What I am thinking is that if we agree on this grammar being suitable
(you and I mostly agree, lets see what the others think) then we can
massage the 3.4 parser to cope with it. No matter how nasty the hacks
may have to be in that version we drop them in 3.5 going forward. I do
not see re-implementing the entire parser starting today as a quick
enough project to fix things before 3.4 needs to be stable.

>
> (*) except quoted strings with unsupported %macros in old configs, of
> course, but we are willing to sacrifice those, I guess. The syntax also
> allows comments where spaces are allowed, but we can disable that if
> there are too many clashes.

If we take a token of "#" surrounded by whitespace as comment start, or
a # in the position EOL is expected this should not be an issue for most.

Since comments go to EOL it will collide with the preprocessor
un-wrapping wrapped lines if a comment is added anywhere space is
possible.
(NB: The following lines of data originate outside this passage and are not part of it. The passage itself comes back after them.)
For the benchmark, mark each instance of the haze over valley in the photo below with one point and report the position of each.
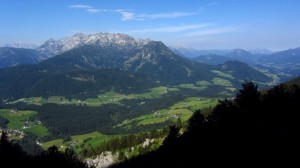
(146, 84)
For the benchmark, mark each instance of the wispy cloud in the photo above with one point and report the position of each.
(127, 15)
(213, 3)
(212, 31)
(171, 29)
(88, 8)
(80, 6)
(165, 15)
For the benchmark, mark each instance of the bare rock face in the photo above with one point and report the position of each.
(102, 161)
(54, 47)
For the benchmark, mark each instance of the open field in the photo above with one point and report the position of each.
(110, 97)
(19, 119)
(79, 142)
(183, 110)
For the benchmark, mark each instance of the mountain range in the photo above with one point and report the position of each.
(90, 63)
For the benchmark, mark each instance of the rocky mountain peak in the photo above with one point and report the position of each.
(54, 47)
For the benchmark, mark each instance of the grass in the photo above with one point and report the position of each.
(183, 109)
(16, 118)
(79, 142)
(193, 86)
(110, 97)
(56, 142)
(222, 74)
(203, 82)
(221, 82)
(37, 130)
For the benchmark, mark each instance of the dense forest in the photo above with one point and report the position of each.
(256, 128)
(12, 155)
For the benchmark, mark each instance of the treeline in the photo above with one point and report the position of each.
(119, 143)
(65, 120)
(38, 80)
(256, 128)
(12, 155)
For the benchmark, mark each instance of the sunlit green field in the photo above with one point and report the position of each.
(79, 142)
(17, 118)
(183, 110)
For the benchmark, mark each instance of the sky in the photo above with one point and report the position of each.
(199, 24)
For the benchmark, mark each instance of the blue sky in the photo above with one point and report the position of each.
(200, 24)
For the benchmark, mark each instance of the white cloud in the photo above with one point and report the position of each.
(171, 29)
(87, 8)
(165, 15)
(93, 10)
(212, 31)
(80, 6)
(127, 15)
(213, 3)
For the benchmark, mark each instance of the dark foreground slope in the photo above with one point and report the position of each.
(254, 129)
(12, 155)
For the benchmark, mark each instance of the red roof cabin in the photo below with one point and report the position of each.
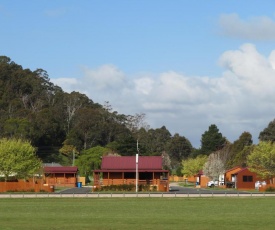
(117, 170)
(60, 175)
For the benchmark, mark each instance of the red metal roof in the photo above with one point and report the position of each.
(129, 163)
(60, 169)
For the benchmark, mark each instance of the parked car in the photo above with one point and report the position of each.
(212, 183)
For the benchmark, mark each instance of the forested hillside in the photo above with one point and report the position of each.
(67, 126)
(56, 122)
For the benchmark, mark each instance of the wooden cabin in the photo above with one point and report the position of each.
(117, 170)
(245, 179)
(60, 176)
(229, 176)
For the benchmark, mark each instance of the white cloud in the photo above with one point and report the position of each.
(256, 28)
(241, 99)
(55, 13)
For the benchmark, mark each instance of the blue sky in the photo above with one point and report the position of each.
(185, 64)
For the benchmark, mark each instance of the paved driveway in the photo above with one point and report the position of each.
(174, 188)
(82, 190)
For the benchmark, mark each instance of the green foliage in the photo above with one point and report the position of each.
(270, 189)
(239, 151)
(268, 134)
(90, 159)
(17, 157)
(262, 160)
(212, 140)
(192, 166)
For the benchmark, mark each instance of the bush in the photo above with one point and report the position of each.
(270, 189)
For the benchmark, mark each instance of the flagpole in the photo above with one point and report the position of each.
(137, 168)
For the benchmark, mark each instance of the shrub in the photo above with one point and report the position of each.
(270, 189)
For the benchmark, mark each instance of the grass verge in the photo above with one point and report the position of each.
(137, 213)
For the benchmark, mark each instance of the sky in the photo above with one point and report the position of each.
(185, 64)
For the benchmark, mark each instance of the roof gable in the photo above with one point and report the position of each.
(129, 163)
(60, 169)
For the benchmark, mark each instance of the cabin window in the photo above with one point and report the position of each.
(247, 178)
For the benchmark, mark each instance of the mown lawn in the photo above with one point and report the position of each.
(137, 213)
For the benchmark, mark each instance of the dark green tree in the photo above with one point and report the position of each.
(268, 134)
(179, 148)
(212, 140)
(239, 152)
(90, 159)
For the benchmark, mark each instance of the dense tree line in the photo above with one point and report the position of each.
(58, 123)
(61, 125)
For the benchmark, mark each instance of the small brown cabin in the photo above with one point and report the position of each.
(116, 170)
(60, 175)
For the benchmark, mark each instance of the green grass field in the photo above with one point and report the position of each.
(137, 213)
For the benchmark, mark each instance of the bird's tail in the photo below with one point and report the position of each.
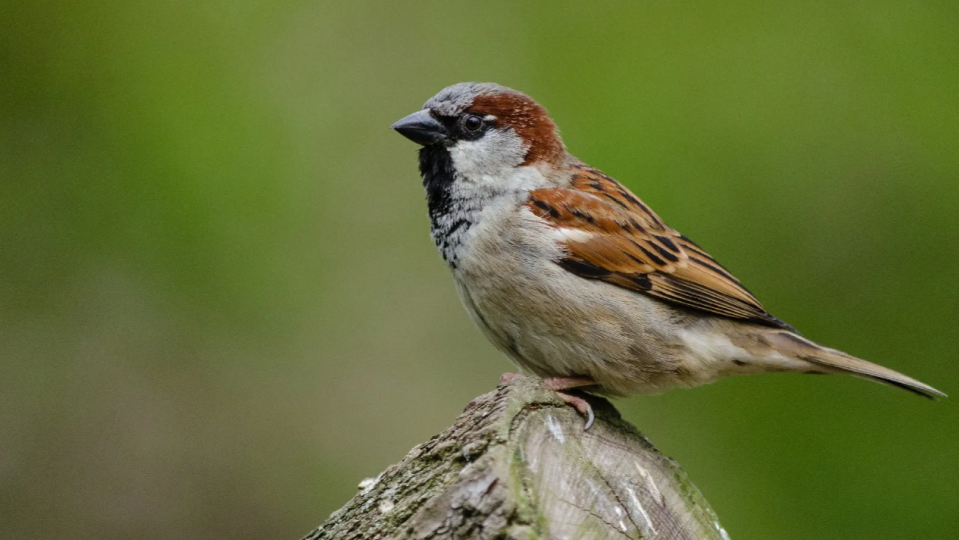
(834, 361)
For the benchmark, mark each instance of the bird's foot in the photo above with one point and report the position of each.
(580, 404)
(507, 377)
(559, 384)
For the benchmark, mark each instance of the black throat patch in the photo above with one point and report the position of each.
(436, 169)
(450, 217)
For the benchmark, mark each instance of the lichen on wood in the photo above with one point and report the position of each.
(517, 465)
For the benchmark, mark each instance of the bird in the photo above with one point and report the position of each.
(575, 278)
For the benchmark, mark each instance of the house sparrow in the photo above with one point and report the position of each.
(574, 277)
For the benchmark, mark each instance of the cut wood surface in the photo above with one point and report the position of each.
(518, 465)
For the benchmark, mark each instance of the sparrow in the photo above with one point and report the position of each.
(576, 279)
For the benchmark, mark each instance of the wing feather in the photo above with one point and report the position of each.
(611, 235)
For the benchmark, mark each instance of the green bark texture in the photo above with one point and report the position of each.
(517, 465)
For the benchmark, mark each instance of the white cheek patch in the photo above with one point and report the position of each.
(489, 155)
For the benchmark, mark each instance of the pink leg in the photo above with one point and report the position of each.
(507, 377)
(558, 384)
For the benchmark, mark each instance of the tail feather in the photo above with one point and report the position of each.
(839, 362)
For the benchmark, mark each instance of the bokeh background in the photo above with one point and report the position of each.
(220, 308)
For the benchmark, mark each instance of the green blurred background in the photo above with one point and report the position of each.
(220, 308)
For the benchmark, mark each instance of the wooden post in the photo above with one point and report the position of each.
(517, 465)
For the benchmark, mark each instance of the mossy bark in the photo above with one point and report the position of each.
(517, 465)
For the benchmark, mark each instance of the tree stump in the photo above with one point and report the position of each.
(518, 465)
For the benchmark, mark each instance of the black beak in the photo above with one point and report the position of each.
(421, 128)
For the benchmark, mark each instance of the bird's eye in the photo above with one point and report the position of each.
(472, 123)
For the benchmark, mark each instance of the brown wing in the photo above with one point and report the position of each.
(610, 235)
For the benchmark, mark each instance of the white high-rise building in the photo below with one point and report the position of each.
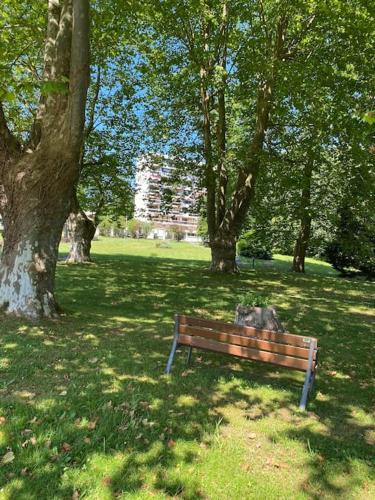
(163, 202)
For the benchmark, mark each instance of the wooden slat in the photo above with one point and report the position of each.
(244, 352)
(263, 345)
(221, 326)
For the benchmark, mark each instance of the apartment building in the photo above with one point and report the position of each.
(161, 200)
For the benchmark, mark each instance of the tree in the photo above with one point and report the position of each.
(38, 170)
(223, 71)
(108, 157)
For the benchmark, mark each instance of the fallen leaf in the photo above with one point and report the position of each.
(91, 425)
(25, 471)
(107, 481)
(35, 420)
(7, 458)
(66, 447)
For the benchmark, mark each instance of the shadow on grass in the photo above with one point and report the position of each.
(94, 380)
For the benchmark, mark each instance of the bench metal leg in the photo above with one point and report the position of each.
(190, 352)
(171, 355)
(305, 390)
(174, 347)
(309, 378)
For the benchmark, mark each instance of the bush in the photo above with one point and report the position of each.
(353, 246)
(176, 232)
(249, 245)
(134, 228)
(139, 229)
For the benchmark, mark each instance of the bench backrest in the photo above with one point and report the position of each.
(284, 349)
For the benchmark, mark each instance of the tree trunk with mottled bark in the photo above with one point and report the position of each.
(81, 231)
(37, 179)
(305, 222)
(223, 255)
(226, 215)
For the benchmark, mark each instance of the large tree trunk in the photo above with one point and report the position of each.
(37, 179)
(223, 255)
(82, 231)
(33, 222)
(305, 222)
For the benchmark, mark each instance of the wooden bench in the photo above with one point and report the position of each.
(284, 349)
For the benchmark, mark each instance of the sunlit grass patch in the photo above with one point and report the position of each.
(86, 409)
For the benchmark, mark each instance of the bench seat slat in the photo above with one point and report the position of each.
(263, 345)
(244, 352)
(248, 331)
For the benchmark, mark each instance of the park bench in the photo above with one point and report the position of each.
(284, 349)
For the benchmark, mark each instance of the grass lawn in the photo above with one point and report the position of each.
(86, 411)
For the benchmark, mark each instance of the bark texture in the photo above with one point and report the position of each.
(305, 222)
(259, 317)
(226, 214)
(223, 255)
(38, 178)
(81, 232)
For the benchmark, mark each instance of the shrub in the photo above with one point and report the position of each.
(353, 246)
(134, 228)
(249, 245)
(176, 232)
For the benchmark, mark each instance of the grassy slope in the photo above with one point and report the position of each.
(221, 429)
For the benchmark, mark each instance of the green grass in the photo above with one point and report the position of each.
(86, 409)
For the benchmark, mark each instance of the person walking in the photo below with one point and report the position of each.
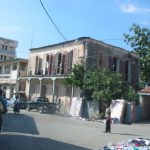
(3, 108)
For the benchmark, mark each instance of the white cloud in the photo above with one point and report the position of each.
(10, 29)
(146, 23)
(130, 8)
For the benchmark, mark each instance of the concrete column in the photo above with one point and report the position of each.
(17, 86)
(53, 92)
(40, 85)
(28, 92)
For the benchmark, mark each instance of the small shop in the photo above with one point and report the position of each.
(145, 103)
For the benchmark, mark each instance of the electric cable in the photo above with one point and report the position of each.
(58, 30)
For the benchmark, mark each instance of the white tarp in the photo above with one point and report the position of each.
(76, 106)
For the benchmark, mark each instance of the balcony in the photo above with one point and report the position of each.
(8, 52)
(22, 73)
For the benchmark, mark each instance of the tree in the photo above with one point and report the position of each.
(139, 40)
(103, 84)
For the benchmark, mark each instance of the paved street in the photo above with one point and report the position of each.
(34, 131)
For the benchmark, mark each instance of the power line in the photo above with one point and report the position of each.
(53, 21)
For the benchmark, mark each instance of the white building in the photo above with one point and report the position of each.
(10, 71)
(7, 48)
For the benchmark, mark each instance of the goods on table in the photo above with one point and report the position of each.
(135, 144)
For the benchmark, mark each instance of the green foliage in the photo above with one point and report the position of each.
(96, 84)
(104, 85)
(139, 40)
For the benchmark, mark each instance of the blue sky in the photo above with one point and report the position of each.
(104, 20)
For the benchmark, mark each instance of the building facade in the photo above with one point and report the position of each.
(48, 66)
(10, 71)
(7, 48)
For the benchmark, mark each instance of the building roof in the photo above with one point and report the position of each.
(145, 90)
(14, 60)
(72, 42)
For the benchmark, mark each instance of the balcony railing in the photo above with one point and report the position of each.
(10, 52)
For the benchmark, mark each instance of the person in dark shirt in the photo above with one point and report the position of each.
(108, 124)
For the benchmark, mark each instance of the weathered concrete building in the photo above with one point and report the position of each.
(48, 65)
(7, 48)
(145, 103)
(10, 70)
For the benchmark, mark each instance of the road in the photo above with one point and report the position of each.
(35, 131)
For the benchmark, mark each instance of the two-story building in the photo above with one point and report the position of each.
(10, 71)
(7, 48)
(48, 66)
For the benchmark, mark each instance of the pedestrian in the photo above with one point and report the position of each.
(16, 108)
(3, 108)
(108, 122)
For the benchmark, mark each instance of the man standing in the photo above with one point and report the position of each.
(3, 108)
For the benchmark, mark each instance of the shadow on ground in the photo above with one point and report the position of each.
(124, 134)
(19, 124)
(11, 141)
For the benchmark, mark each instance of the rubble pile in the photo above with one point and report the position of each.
(135, 144)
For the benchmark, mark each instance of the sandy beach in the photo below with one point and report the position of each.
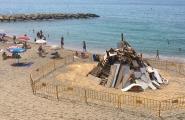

I am inclined to make comment a case in itself with the
following alterations to the grammar:

config = *( OWS directive / comment <new line> )

directive = name *( RWS parameter ) comment <new line>

whitespace = *ascii_whitespace_char

comment = OWS ( <#> RWS <followed by all characters until the end of the
line (excluding that EOL)>)

Line wrapping grammar is this:

fold = <\> <new line>

whitespace = *( ascii_whitespace_char / fold )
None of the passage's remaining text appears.